During football season, the teams that win call the right plays from their playbook. And when it comes to immigration reform, Congress needs to make sure it makes the right calls. The House Judiciary Committee, which has jurisdiction over our immigration laws, is taking a step-by-step approach to immigration reform and building a strategic playbook that first strengthens border security and interior enforcement, improves our legal-immigration programs, and fairly deals with unlawful immigrants.
A robust border-security and interior-enforcement strategy is the first line of defense for any successful immigration system. Strong border security not only reduces illegal immigration, it also helps prevent drug smugglers, human traffickers, and terrorists from entering the United States. Interior enforcement helps detect two types of unlawful immigrants — those who make it past the border and those who violate the terms of their visas. In fact, it’s estimated that 30 to 40 percent of unlawful immigrants came here legally and then overstayed their visas.
One reason why our immigration system is broken today is that President Obama and past administrations have largely ignored the enforcement of our immigration laws. Any real reform must take away the enforcement “on/off” switch from the president and guarantee that our laws will be enforced. That’s why the House Judiciary Committee has approved two commonsense bills to ensure that our laws are enforced and that the system works.
The Committee recently passed the SAFE Act, which grants states and localities the authority to enforce federal immigration laws, thereby preventing the president from unilaterally turning off immigration enforcement. It also strengthens national security by increasing border security, improving visa security, and protecting American communities from dangerous criminal immigrants.
Additionally, the Committee passed the Legal Workforce Act, requiring all U.S. employers to use E-Verify. This web-based program easily detects unlawful workers by checking the Social Security numbers of new hires against records of the Social Security Administration and Department of Homeland Security. E-Verify is much more accurate than the current paper-based, error-prone I-9 system. It easily confirms 99.7 percent of work-eligible employees in two minutes.
Immigration reform must also improve the fundamentals of our legal immigration programs. Currently, we select only about 12 percent of immigrants based on the skills and education they bring to the U.S. However, some of our global competitors select around 60 percent of immigrants on these qualifications. In today’s global economy, we cannot afford to lose the hardest workers and brightest minds to our competitors abroad.

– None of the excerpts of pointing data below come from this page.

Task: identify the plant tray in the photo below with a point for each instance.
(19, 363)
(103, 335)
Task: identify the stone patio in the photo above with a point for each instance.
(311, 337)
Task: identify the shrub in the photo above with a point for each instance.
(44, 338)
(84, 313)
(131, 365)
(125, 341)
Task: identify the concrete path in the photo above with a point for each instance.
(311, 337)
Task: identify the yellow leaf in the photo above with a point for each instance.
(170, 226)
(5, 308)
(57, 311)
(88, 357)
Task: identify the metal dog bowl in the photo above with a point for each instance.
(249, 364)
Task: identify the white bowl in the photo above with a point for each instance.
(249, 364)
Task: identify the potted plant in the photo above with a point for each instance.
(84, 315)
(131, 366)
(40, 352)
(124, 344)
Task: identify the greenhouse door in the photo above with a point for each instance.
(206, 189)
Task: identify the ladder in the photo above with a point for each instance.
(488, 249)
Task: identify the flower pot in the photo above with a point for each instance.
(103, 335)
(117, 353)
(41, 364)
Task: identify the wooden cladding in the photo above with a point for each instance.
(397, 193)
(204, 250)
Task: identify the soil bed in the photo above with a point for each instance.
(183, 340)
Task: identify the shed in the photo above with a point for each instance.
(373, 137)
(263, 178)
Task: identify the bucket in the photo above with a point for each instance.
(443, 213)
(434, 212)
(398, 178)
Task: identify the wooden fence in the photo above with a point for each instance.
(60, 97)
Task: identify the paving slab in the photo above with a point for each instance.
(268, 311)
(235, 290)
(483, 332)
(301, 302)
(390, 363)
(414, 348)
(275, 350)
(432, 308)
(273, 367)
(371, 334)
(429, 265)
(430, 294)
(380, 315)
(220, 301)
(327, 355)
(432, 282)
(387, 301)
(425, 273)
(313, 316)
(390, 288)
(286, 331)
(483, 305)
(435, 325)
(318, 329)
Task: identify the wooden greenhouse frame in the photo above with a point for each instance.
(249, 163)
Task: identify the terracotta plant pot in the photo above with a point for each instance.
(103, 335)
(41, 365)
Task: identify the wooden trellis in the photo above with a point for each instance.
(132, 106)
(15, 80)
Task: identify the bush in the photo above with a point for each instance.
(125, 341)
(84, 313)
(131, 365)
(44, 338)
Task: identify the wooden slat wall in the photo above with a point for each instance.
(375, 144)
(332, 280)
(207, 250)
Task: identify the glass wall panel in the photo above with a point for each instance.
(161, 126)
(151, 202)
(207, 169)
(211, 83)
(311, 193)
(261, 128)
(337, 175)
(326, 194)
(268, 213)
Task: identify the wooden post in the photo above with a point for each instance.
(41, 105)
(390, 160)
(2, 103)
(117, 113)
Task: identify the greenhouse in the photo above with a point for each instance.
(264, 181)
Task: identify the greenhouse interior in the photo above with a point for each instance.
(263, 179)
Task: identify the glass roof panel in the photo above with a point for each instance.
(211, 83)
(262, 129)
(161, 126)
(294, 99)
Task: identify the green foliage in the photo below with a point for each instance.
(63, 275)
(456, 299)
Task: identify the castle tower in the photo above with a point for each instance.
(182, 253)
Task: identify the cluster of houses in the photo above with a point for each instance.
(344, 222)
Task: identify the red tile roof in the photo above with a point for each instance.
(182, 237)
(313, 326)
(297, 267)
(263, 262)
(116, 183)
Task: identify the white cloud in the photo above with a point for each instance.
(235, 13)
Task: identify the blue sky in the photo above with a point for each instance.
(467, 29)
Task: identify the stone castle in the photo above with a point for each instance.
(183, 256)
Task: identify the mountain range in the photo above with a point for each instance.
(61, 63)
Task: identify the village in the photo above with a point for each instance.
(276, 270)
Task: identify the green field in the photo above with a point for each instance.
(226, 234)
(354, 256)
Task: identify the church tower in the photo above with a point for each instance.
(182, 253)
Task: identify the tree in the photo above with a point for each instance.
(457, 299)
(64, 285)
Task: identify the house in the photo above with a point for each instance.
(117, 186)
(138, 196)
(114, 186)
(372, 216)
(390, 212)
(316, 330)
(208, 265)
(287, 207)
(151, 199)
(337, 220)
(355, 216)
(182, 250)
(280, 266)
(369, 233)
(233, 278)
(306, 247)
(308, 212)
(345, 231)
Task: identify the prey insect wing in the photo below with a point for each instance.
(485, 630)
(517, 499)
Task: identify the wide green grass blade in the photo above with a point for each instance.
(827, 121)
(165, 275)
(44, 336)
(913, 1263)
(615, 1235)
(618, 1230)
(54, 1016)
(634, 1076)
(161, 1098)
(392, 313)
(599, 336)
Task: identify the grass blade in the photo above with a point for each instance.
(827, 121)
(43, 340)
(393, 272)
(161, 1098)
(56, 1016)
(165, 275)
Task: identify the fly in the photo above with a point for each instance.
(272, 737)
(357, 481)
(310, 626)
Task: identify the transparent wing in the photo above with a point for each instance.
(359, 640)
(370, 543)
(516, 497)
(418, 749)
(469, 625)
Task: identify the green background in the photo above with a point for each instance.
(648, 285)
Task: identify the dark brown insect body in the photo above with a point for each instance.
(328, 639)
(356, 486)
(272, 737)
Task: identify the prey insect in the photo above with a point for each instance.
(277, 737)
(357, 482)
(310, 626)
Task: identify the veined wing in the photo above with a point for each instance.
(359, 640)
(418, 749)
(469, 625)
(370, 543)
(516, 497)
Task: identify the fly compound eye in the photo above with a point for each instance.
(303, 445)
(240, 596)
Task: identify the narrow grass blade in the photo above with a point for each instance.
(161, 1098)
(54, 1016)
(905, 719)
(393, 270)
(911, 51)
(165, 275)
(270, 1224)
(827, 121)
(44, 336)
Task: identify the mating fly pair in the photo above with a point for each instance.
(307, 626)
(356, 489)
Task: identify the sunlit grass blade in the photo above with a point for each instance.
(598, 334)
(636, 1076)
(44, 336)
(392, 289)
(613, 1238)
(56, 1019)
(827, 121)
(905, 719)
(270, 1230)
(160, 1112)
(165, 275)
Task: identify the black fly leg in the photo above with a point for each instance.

The House Judiciary Committee has passed the SKILLS Visa Act to address this problem. This bill makes smart changes to our immigration system to help grow our economy and create jobs for American workers. It provides American employers with access to the world’s best talent by increasing H-1B visas, allocating green cards to foreign graduates of U.S. universities who have advanced degrees in scientific fields, and repealing the employment-based per-country cap, which doesn’t increase legal immigration but does decrease the longest wait times. It also facilitates job creation by establishing a new entrepreneur visa program and strengthening the investor visa program, which could lead to countless jobs for American workers. The bill also contains a market-based approach to protect American workers.
We must also create a new temporary agricultural-guest-worker program so that American farmers have access to a reliable work force. Our current guest-worker program exposes farmers to excessive regulation and litigation, making it unworkable both for farmers and for immigrants. The simple truth is that it encourages people to break our laws and punishes those who want to follow them. That has to change.
The House Judiciary Committee has approved a bill, the Agricultural Guest Worker Act, to provide farmers with a new guest-worker program, one that removes red tape and eases access to a lawful, agricultural work force that employers may call on when sufficient American labor cannot be found. While the bill eases access to foreign workers, it also contains strong protections for American workers. This guest-worker program helps deter illegal immigration, equips farmers to compete in the world market, and allows them to continue growing our crops.
Our immigration playbook must also find a way to fairly deal with unlawful immigrants. However, it’s imperative that enforcement be in place before any consideration of legalization. Since our immigration laws have been largely ignored for the past 30 years, there are now an estimated 11 million unlawful immigrants living here. Most of them have been living here for more than ten years.
The current unlawful-immigrant population is diverse, so the solutions may vary. For example, while some knowingly broke our immigration laws, others were brought illegally to the U.S. as children by their parents. These children came here through no fault of their own, and many of them know no other home than the U.S. We need both a realistic plan to deal with the people who are already here and a responsible solution to make sure we never get in this mess again. We should not, as the Senate immigration bill does, create a special pathway to citizenship for those who knowingly broke our immigration laws. It’s unfair to those who have waited in line and followed our immigration rules to create an entirely new, currently nonexistent path to citizenship for those who disregarded our laws.
Like any goal, successful immigration reform will take hard work and a good strategy to ensure that the solutions are reasonable, realistic, consistent, and fair. By doing immigration reform from the right playbook, we will create a workable immigration system for the years to come so that future generations don’t have to tackle this issue once again.
— Bob Goodlatte (R., Va.) is chairman of the House Judiciary Committee.